Amílcar estaba de tal modo herido de admiración por mí que no osó decir palabra. Se repartió en todos los bolsillos los 1296 francos y, como un perro fiel, como una mujer enamorada, se acercó a mí.


Ya en la calle, no dijo una sola palabra.


El día siguiente no pensé más en aquello y me ocupé, con toda devoción, en la vida y hechos de Ruggero Bonghi. Por la noche, Amílcar vino por mí a casa. No dijo nada. Solamente propuso, con mucha indiferencia:


—Vamos al Flamboyant (tal era el nombre de aquel garito africano).


Estando allí, arrellanado yo en mi poltrona, él, con gran moderación me dijo:


—¿Por qué no vienes un momento a mi lado? ¿No me dices los números?


—Apuesta al 5.


Salió el 5.


—¿Y ahora?


—Apuesta al 18.


Salió el 18.


—¿Y ahora?


Él no se hallaba sorprendido. Los demás jugadores sí, y me miraban con ojos llenos de miedo. Me sentí horriblemente turbado. Dije impaciente:


—No sé, haz lo que te parezca.


Le volví la espalda y fui a refugiarme en mi poltrona, que era grande y de cuero.


Pero él estaba ya delante de mí, inmóvil:


—¿Quieres decir que debo suspender, por un rato, el juego?

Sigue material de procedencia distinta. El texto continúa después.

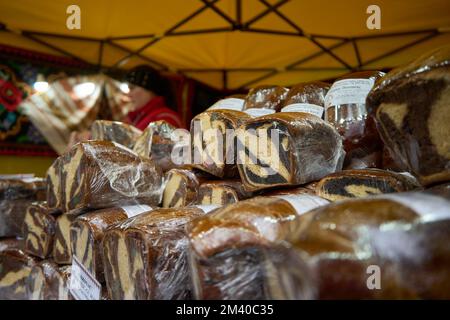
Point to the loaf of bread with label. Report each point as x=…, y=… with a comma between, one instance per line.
x=116, y=131
x=181, y=187
x=307, y=97
x=62, y=247
x=221, y=192
x=265, y=99
x=157, y=142
x=412, y=106
x=371, y=248
x=48, y=281
x=345, y=109
x=39, y=230
x=101, y=174
x=309, y=188
x=363, y=183
x=287, y=149
x=222, y=266
x=213, y=141
x=145, y=257
x=15, y=267
x=87, y=232
x=15, y=197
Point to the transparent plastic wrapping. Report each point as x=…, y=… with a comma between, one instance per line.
x=62, y=246
x=157, y=142
x=15, y=267
x=363, y=183
x=411, y=108
x=287, y=149
x=345, y=109
x=25, y=188
x=39, y=228
x=88, y=230
x=145, y=257
x=266, y=97
x=221, y=192
x=307, y=97
x=307, y=189
x=15, y=197
x=213, y=141
x=223, y=263
x=181, y=188
x=119, y=132
x=48, y=281
x=100, y=174
x=384, y=247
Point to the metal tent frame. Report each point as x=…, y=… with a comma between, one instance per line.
x=235, y=23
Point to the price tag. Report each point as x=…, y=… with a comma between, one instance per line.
x=83, y=285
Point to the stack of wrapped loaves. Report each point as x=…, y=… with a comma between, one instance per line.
x=319, y=191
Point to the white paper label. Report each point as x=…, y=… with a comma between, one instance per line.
x=348, y=91
x=310, y=108
x=83, y=285
x=429, y=207
x=258, y=112
x=132, y=211
x=229, y=104
x=207, y=207
x=303, y=203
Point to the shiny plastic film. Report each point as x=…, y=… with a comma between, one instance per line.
x=119, y=132
x=420, y=143
x=213, y=141
x=364, y=183
x=157, y=142
x=307, y=97
x=145, y=257
x=224, y=264
x=372, y=248
x=99, y=174
x=287, y=149
x=15, y=197
x=346, y=110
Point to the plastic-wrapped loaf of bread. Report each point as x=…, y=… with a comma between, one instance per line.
x=15, y=267
x=309, y=188
x=88, y=230
x=157, y=142
x=307, y=97
x=345, y=109
x=22, y=188
x=222, y=265
x=15, y=197
x=53, y=185
x=371, y=248
x=287, y=149
x=213, y=141
x=39, y=230
x=145, y=257
x=363, y=183
x=221, y=192
x=181, y=187
x=411, y=105
x=48, y=281
x=62, y=246
x=264, y=100
x=115, y=131
x=100, y=174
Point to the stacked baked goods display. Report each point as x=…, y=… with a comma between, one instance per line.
x=285, y=193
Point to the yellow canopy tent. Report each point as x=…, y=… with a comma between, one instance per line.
x=232, y=43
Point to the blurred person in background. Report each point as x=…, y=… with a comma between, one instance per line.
x=150, y=95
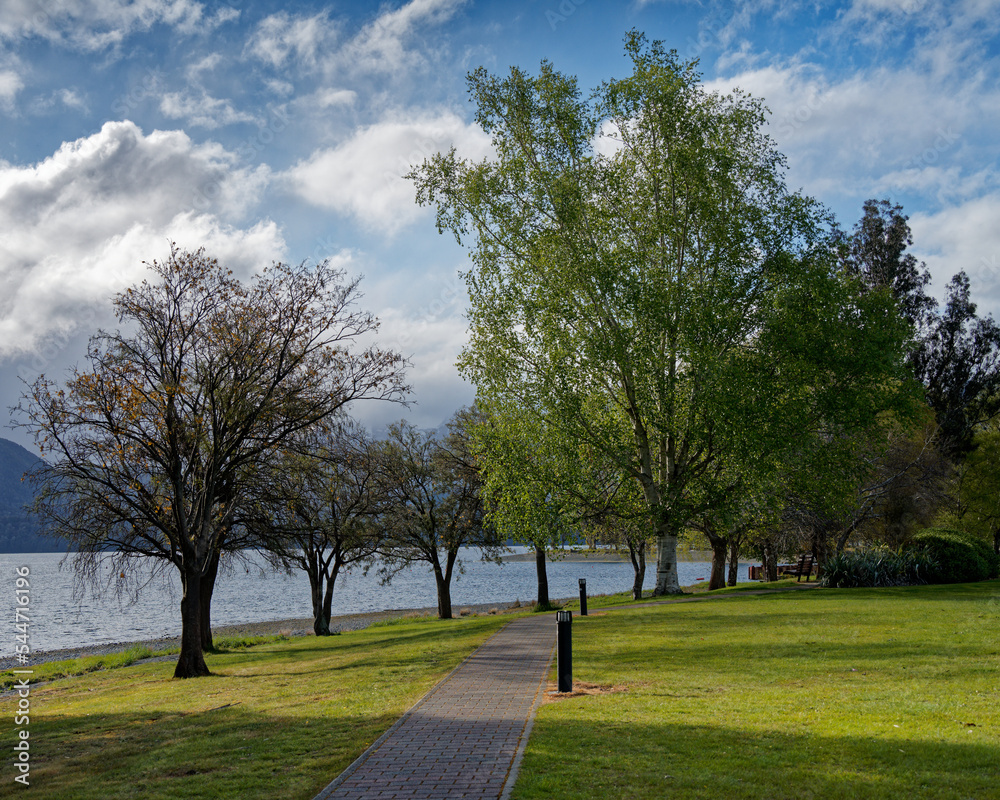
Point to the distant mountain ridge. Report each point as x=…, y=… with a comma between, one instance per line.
x=18, y=530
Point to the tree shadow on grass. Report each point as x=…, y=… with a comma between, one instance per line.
x=223, y=752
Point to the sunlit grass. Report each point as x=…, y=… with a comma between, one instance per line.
x=275, y=720
x=890, y=693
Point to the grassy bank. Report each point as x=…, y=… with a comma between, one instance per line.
x=276, y=720
x=891, y=693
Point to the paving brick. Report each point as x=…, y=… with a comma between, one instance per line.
x=463, y=738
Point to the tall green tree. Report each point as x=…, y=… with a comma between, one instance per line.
x=150, y=448
x=954, y=352
x=635, y=247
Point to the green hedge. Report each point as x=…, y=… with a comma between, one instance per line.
x=958, y=557
x=878, y=566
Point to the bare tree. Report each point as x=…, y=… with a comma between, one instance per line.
x=149, y=448
x=436, y=508
x=320, y=511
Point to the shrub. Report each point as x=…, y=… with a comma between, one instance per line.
x=878, y=566
x=986, y=553
x=958, y=559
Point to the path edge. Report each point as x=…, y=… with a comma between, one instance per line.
x=331, y=787
x=522, y=745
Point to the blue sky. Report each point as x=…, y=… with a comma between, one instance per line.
x=280, y=131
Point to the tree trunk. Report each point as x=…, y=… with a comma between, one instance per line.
x=770, y=561
x=321, y=626
x=327, y=610
x=543, y=578
x=191, y=662
x=205, y=600
x=734, y=560
x=638, y=555
x=666, y=563
x=444, y=594
x=720, y=547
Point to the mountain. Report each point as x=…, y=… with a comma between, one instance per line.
x=18, y=530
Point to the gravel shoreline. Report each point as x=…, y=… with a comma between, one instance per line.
x=287, y=627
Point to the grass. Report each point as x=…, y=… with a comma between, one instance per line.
x=275, y=720
x=887, y=693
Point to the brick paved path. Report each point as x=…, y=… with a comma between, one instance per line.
x=465, y=737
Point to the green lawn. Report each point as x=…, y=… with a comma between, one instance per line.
x=278, y=720
x=891, y=693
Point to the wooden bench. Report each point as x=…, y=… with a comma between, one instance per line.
x=804, y=566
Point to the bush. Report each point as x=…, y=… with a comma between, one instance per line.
x=878, y=566
x=958, y=558
x=985, y=552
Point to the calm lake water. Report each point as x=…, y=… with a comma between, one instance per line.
x=60, y=619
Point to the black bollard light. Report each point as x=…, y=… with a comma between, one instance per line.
x=564, y=650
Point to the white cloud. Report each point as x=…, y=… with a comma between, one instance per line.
x=966, y=237
x=10, y=84
x=363, y=176
x=202, y=111
x=843, y=136
x=78, y=225
x=96, y=25
x=281, y=37
x=383, y=46
x=328, y=98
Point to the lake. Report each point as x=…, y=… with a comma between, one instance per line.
x=60, y=619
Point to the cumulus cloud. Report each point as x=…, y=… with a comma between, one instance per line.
x=383, y=46
x=842, y=135
x=966, y=237
x=10, y=84
x=283, y=36
x=95, y=25
x=78, y=225
x=202, y=110
x=363, y=176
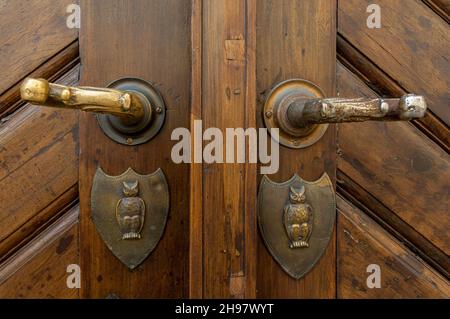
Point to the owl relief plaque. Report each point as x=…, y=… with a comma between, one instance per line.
x=296, y=220
x=130, y=212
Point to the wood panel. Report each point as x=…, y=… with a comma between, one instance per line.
x=412, y=50
x=362, y=242
x=150, y=40
x=52, y=70
x=296, y=39
x=38, y=168
x=196, y=173
x=32, y=32
x=404, y=170
x=39, y=269
x=374, y=77
x=229, y=189
x=391, y=222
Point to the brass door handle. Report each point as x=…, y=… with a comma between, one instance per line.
x=131, y=110
x=127, y=105
x=297, y=107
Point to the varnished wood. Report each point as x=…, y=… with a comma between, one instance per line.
x=404, y=170
x=39, y=270
x=39, y=168
x=441, y=7
x=392, y=223
x=196, y=170
x=362, y=242
x=150, y=40
x=53, y=69
x=411, y=50
x=296, y=39
x=42, y=32
x=228, y=96
x=374, y=77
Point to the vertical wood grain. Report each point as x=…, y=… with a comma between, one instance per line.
x=150, y=40
x=228, y=96
x=297, y=39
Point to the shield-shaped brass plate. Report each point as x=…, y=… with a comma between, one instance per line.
x=130, y=212
x=296, y=220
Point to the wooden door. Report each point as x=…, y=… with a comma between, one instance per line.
x=215, y=62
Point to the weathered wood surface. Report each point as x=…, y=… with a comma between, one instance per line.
x=411, y=46
x=38, y=168
x=39, y=269
x=362, y=242
x=296, y=39
x=31, y=33
x=399, y=166
x=150, y=40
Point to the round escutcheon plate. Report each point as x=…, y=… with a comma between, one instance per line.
x=275, y=110
x=148, y=127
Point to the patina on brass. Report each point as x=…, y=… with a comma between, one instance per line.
x=296, y=220
x=298, y=217
x=130, y=212
x=297, y=107
x=130, y=110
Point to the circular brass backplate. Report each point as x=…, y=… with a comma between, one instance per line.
x=274, y=113
x=110, y=125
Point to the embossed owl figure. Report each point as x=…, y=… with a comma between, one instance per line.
x=298, y=218
x=130, y=211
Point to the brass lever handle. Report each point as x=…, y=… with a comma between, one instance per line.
x=301, y=113
x=126, y=105
x=131, y=111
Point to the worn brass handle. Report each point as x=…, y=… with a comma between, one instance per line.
x=131, y=111
x=126, y=105
x=336, y=110
x=297, y=107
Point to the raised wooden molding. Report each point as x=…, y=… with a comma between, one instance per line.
x=39, y=243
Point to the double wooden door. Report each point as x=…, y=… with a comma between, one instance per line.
x=215, y=62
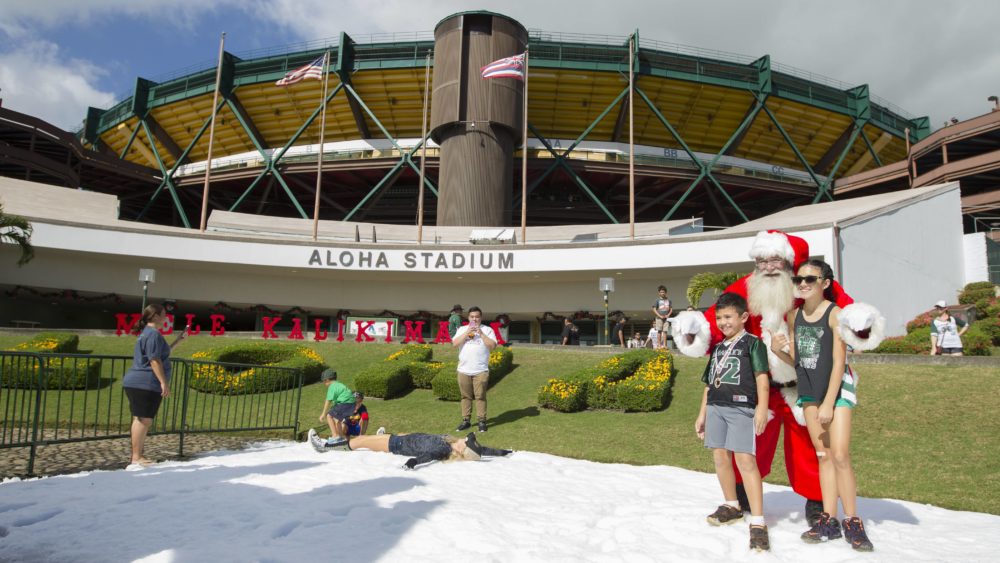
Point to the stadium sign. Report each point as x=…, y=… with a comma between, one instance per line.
x=355, y=259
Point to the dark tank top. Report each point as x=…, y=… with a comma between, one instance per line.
x=814, y=354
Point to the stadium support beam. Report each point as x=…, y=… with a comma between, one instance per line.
x=859, y=103
x=343, y=68
x=705, y=168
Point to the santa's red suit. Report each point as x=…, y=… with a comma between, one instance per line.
x=861, y=326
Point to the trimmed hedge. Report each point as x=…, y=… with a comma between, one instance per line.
x=384, y=380
x=226, y=380
x=445, y=384
x=58, y=373
x=636, y=381
x=50, y=343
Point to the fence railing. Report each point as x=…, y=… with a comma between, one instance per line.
x=63, y=398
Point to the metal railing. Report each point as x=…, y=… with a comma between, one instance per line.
x=50, y=399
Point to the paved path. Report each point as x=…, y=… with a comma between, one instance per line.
x=113, y=454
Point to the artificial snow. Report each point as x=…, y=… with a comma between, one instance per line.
x=282, y=501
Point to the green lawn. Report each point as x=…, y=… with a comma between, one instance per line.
x=921, y=433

Allí estaba, de pie, así, mirándome, como se espera que hable el médico cuando está observando el termómetro, o el usurero a quien se ha pedido un préstamo: como se espera, en una palabra, el verbo de una criatura superior.


Fumé dos cigarrillos tratando de evitar su mirada. Miraba un rato hacia la derecha, a un ángulo de la sala, donde no había nadie; después de un momento, miraba de reojo hacia la izquierda, girando hacia un ángulo donde no había nadie. Al fin del segundo cigarrillo, lo acometí de pronto:


—En resumen, ¿qué haces aquí?


—Nada, nada.


Era tan sumiso que me puse a reír y, tras de la risa, no sé cómo, más bien dicho no sé por qué, sin intención, como un estornudo, algo me dijo:


—17.


Amílcar corrió en seguida. Sentí un remordimiento. No pude dejar de aguzar la oreja. Oí un silencio, un zumbido, luego la voz del anunciador:


—17 negro.


La tarde del día siguiente me puse yo también a jugar con él. Perdimos. Probé jugar algunos golpes solo y perdí. Volvió a jugar Amílcar, y yo le sugería los números: ganaba siempre. Poco después, se detuvo y le dije:


—Vámonos.


Y nos fuimos.


A los lectores les gustaría que yo contase con más detalles los episodios e incidentes del juego, porque ya sé que se divierten con estas tonterías. Pero yo no escribo para deleitar, escribo para instruir.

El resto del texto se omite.